眼鏡女子という括りがあり、着替えをのぞいたりしていないとはいえ……。
「ヘンリック、相変わらず眼鏡同好会の会長ですの?」
「お前も眼鏡女子を愛でる会議に出席をしてくれないか?」
「遠慮しておきますわ」
私はヘンリックの魔法構築の話を聞いたとき、興味を引いた魔法があり、その魔法を教えてほしいとお願いしたのですが。
「あんなくそ魔法?」
ヘンリックは眼鏡女子の絵画を眺めながら返事をします。私の眼鏡の色が気に入らないなとこちらを見て言いますがほかにないのですか!
「ヘンリック、その変態趣味なんとかしないと叔父様許してくれませんわよ」
「私は昔からこうだ!」
「はい……」
私はこのくそ真面目で一途な従兄を嫌いじゃありませんでしたが、昔からこれでして。
私を至高の眼鏡女子とやらというのがちょっと嫌でした。
「しかし成長魔法加速化か、これは悪用されると……」
「復讐ですわよ。復讐にしか使いません!」
「あのバカ女にか、ならいいか」
バカ女とは妹です。よくヘンリックのことを変態! と言ってましたからねえ。
彼は魔法の構築式を教えてくれました。しかしヘンリック、眼鏡女子と言ってますが、簡単に私をかくまってくれましたし意外にいい人ですわよね。
「眼鏡女子は貴重だ、お前はその中でも」
何か言いかけてやめて、私の企みを聞いたヘンリック。
笑う顔は嫌いじゃないのですわ、眼鏡女子をめでる会は次回は……とかいうところがなければですけど。

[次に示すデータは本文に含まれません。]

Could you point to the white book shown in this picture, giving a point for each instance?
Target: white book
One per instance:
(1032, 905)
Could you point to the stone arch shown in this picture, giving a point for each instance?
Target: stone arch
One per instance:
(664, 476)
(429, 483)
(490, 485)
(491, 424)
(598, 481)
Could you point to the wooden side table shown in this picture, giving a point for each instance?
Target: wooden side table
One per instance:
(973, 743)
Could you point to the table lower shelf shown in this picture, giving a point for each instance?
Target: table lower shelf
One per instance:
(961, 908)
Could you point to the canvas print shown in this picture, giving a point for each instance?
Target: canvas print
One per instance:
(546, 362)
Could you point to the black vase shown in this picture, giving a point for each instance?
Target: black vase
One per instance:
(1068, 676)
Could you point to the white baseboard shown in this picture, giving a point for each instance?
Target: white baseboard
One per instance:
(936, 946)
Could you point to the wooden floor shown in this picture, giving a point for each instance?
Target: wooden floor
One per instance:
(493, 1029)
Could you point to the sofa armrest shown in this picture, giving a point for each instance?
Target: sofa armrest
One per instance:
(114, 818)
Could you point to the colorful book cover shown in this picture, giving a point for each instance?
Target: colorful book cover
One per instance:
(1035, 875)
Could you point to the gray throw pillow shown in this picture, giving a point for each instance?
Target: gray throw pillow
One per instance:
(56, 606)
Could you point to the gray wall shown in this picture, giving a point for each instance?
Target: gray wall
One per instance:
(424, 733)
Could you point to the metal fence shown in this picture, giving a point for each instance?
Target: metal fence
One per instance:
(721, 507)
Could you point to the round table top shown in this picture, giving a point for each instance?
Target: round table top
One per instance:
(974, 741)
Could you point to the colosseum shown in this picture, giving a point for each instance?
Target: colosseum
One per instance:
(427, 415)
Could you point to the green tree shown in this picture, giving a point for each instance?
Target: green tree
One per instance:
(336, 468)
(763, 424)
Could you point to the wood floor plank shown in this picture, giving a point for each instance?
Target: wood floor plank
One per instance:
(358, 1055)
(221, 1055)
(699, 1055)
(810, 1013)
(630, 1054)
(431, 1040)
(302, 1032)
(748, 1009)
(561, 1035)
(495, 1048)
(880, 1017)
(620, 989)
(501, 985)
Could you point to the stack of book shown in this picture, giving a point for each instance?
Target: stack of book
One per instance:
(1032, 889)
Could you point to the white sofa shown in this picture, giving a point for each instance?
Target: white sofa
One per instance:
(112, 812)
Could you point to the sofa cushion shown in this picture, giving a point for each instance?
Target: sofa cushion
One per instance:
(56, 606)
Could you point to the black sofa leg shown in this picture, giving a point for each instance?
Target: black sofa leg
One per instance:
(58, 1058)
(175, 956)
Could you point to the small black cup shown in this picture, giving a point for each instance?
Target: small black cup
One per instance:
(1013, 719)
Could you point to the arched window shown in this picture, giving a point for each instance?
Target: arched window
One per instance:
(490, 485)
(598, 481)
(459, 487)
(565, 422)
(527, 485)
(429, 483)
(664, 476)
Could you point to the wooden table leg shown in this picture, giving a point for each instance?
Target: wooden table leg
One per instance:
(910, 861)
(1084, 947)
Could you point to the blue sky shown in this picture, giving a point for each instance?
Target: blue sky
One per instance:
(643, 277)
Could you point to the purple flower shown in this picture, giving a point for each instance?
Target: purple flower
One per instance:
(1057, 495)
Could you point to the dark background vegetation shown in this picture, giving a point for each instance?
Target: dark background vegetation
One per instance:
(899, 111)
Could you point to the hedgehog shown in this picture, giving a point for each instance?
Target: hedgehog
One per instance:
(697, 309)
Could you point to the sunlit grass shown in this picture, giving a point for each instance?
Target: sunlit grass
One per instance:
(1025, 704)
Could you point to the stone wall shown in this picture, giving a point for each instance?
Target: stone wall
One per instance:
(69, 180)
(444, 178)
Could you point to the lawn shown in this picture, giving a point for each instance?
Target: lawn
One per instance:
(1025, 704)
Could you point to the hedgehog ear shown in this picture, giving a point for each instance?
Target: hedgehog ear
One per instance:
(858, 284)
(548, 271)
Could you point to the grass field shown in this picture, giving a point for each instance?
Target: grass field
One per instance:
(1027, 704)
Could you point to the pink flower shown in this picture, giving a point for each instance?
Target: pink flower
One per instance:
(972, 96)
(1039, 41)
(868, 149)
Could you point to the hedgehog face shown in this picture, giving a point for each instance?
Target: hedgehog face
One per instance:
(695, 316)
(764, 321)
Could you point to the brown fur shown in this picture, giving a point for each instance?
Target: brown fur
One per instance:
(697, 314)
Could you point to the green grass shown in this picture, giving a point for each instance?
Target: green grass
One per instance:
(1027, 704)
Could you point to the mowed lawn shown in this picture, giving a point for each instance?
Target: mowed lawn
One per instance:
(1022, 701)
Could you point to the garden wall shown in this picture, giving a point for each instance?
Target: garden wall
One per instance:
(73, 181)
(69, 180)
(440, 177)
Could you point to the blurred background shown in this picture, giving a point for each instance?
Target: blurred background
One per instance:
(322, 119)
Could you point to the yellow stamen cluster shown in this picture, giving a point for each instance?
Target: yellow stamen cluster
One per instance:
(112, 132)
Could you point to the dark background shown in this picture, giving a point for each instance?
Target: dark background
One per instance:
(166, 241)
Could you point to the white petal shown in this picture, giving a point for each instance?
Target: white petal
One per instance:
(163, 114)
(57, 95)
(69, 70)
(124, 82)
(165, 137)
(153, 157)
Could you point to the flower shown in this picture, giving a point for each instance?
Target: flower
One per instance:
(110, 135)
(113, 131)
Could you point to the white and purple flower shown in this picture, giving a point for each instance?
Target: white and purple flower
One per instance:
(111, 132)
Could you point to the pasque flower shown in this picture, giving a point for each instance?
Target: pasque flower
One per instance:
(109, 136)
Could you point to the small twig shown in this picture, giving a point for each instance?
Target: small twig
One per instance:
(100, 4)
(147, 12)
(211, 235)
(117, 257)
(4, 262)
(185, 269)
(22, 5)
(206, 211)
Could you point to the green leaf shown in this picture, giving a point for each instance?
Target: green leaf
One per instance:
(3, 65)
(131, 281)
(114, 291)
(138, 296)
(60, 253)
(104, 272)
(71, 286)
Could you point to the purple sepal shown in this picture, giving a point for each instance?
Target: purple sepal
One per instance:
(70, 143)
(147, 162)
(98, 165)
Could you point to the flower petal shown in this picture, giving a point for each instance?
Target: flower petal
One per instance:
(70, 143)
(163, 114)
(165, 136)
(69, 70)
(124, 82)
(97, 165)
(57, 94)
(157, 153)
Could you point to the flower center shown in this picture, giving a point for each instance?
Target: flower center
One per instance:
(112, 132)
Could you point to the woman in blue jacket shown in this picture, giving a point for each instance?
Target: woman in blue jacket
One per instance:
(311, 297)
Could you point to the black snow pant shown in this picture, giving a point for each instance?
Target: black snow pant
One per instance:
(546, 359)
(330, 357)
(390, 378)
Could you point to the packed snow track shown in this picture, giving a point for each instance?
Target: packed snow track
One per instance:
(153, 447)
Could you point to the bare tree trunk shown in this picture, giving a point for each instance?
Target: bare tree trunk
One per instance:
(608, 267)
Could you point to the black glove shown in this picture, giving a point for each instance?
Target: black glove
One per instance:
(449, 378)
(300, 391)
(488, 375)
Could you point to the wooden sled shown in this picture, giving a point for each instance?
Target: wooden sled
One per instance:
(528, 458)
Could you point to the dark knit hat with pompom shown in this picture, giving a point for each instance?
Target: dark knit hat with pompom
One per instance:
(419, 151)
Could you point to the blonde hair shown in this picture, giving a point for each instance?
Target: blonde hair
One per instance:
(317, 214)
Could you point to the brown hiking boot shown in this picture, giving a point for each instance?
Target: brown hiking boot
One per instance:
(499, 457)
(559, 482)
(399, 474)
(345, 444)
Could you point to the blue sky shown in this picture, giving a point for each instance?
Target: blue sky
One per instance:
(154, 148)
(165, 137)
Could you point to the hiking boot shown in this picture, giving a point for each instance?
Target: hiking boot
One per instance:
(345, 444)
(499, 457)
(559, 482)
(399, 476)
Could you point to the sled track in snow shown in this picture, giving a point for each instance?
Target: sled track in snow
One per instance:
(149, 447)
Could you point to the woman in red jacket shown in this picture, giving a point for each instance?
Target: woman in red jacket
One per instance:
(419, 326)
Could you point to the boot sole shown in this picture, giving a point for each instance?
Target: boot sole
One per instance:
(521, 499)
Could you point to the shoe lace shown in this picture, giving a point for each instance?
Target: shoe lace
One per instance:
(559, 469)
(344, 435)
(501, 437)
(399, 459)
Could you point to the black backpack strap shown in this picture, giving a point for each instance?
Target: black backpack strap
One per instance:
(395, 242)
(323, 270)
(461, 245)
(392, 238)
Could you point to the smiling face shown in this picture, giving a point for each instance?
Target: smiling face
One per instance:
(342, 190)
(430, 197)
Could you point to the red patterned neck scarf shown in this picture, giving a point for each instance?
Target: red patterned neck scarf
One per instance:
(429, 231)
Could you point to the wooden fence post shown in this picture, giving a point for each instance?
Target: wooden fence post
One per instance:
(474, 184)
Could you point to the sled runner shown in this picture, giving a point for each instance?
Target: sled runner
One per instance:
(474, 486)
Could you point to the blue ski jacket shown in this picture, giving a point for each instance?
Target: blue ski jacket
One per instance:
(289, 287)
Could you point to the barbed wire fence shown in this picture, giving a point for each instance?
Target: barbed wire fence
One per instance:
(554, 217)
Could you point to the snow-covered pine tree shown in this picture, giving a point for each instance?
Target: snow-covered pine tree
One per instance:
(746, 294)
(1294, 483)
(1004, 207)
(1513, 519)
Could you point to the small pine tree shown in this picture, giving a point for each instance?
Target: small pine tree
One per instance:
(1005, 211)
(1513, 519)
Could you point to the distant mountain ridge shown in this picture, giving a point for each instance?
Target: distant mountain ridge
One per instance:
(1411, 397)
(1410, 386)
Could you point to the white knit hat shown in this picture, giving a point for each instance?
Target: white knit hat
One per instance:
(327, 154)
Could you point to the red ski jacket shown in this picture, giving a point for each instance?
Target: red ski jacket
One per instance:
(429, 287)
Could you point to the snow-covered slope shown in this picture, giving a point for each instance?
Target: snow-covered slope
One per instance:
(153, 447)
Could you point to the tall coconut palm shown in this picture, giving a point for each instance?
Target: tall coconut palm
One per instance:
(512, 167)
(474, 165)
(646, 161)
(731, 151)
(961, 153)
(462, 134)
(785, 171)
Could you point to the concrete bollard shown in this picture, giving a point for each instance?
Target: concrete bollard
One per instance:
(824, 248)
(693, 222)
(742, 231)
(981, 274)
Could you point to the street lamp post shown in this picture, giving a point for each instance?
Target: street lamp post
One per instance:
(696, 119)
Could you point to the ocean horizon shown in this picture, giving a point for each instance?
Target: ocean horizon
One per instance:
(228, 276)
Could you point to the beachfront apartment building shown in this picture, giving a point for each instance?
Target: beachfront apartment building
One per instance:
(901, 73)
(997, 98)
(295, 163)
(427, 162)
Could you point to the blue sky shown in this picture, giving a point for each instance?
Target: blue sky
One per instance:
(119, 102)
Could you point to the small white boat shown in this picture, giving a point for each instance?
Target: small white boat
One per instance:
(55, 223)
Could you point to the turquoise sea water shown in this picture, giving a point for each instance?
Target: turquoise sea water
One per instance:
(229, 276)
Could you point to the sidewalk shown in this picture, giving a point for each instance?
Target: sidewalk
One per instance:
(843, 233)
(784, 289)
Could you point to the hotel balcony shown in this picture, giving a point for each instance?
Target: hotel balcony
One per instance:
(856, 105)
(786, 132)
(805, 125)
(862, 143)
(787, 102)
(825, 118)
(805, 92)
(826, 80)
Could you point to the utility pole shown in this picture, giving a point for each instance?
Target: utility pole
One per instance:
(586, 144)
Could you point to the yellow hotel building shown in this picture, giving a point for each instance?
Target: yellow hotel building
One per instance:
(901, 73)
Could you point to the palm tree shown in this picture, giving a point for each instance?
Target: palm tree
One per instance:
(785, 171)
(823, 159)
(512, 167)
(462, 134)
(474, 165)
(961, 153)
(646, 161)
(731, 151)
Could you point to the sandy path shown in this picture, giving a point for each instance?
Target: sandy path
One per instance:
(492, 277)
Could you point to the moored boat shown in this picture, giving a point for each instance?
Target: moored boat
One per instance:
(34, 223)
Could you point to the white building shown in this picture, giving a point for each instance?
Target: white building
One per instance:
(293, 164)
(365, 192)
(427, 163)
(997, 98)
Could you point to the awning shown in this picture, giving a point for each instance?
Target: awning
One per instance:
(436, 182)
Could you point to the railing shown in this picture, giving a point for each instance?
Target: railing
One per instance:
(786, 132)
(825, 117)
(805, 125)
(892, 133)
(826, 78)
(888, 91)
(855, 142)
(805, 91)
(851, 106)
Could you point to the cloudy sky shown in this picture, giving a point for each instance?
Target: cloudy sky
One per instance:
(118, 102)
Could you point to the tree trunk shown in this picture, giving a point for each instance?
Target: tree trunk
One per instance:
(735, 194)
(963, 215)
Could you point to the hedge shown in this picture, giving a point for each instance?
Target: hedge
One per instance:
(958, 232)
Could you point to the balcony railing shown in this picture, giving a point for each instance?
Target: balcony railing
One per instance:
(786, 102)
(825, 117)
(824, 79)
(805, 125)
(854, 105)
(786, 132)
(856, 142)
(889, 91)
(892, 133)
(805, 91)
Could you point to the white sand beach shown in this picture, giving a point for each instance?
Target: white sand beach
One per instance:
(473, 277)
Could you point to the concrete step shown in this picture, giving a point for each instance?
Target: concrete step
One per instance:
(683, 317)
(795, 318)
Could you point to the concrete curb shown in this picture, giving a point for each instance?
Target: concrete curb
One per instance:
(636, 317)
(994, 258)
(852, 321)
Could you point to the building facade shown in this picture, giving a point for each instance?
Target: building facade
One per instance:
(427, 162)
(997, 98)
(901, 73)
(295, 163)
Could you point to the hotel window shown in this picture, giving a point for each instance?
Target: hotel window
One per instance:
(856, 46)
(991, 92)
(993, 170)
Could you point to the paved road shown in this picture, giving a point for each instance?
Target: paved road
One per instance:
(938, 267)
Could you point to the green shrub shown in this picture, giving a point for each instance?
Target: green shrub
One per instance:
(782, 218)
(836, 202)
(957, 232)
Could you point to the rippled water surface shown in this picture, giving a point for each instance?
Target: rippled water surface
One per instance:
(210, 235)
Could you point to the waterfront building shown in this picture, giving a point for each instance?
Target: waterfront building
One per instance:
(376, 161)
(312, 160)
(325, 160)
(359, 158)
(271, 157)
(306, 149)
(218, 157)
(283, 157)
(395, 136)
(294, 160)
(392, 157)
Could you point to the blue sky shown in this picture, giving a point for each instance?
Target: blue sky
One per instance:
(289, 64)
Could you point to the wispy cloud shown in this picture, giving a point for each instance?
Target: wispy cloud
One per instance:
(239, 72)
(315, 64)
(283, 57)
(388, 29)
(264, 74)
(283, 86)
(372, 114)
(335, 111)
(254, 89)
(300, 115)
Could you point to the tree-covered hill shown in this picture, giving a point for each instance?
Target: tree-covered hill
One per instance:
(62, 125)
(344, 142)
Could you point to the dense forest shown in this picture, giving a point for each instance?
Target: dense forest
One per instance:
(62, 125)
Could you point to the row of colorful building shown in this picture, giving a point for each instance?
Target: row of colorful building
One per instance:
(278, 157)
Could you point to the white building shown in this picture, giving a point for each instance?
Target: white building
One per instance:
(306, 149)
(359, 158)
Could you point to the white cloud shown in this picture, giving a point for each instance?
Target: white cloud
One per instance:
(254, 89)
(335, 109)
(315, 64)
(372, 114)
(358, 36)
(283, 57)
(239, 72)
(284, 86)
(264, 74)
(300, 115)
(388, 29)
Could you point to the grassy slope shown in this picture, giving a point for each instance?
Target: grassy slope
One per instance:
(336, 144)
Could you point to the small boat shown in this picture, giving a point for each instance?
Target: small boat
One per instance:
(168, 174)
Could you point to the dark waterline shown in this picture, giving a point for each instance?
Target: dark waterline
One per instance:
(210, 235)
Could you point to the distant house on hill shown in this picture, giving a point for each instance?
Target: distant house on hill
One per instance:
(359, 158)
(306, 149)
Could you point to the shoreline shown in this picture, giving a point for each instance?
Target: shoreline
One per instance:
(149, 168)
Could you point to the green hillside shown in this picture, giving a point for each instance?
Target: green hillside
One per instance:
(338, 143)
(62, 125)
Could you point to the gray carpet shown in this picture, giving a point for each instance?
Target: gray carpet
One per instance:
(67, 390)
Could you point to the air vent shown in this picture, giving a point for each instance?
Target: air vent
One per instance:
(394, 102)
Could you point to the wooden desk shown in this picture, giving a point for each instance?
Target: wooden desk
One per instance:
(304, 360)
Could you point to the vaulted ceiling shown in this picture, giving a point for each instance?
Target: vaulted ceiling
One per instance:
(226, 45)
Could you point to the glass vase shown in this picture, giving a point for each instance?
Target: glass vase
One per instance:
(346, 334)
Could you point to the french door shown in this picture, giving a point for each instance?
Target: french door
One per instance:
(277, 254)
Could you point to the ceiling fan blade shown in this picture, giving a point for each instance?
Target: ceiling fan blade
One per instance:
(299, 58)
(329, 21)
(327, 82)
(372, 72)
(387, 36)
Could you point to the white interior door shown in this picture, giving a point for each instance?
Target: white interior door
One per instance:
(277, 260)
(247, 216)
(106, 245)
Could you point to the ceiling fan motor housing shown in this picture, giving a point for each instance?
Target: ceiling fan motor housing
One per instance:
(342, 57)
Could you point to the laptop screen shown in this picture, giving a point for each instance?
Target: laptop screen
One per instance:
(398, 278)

「きゃああああああああ、私の、私の髪が、私の顔が、私の、私の私の!」
一夜にして老婆と化した妹の悲鳴が響き渡ります。
私は水晶玉に映し出されるその光景を見て思わず笑ってしまいました。
「持続時間は1週間程度だがいいのか?」
「ええ。あの美貌がなくなった妹の、あの顔、あの顔、見ててものすごくうふふ」
「眼鏡女子の笑顔もいいものだな」
「ヘンリック……」
「まあ冗談はおいておいて、お前の退学を取り消しをしてもらった。卒業資格があれば、お前を研究所に推薦することもできるがどうする?」
「え? ああ身近で眼鏡女子を愛でたいとかですか」
ヘンリックが頭を抱えて、どうしてそうなる! と焦っています。
しかし眼鏡女子を愛でたいのなら私以外もいますがねえ。
「私は、お前の眼鏡姿が好きなんだ! でもお前、私を昔避けてただろう? 私はなお前に似た眼鏡女子の絵画を描くようになってな。あ、ストーカーなんぞしてないし、あとをつけてもないぞ。あれは勝手に言い出したやつらがいてな」
「……」
確かに昔私ヘンリックを避けてましたわ。どうにもこうにも眼鏡眼鏡眼鏡ってうるさいのですわと思って。
「お前が好きなんだ!」
「はあ」
「……信じてないな」
「あれだけ眼鏡女子眼鏡女子言われたら……」
私もヘンリックは嫌いじゃないですけど、私はにこっと笑いかけて、研究所のお話は受けますわと言いました。そして眼鏡女子を愛でるのなら、どうやって愛でるのか教えてくださいなと言います。
「信じとらんな」
「時間をかけて知っていきましょう」
妹は婚約破棄されてぽいされましたわ、でもねえ見かけだけが大事って殿下も性格悪いですわね。
殿下と婚約してなくてよかったかもですわ。でもねえヘンリックの眼鏡女子趣味も微妙ですけど、でも嫌いじゃないですわ。困った顔の彼の横顔を見ながら私は笑ったのですわ。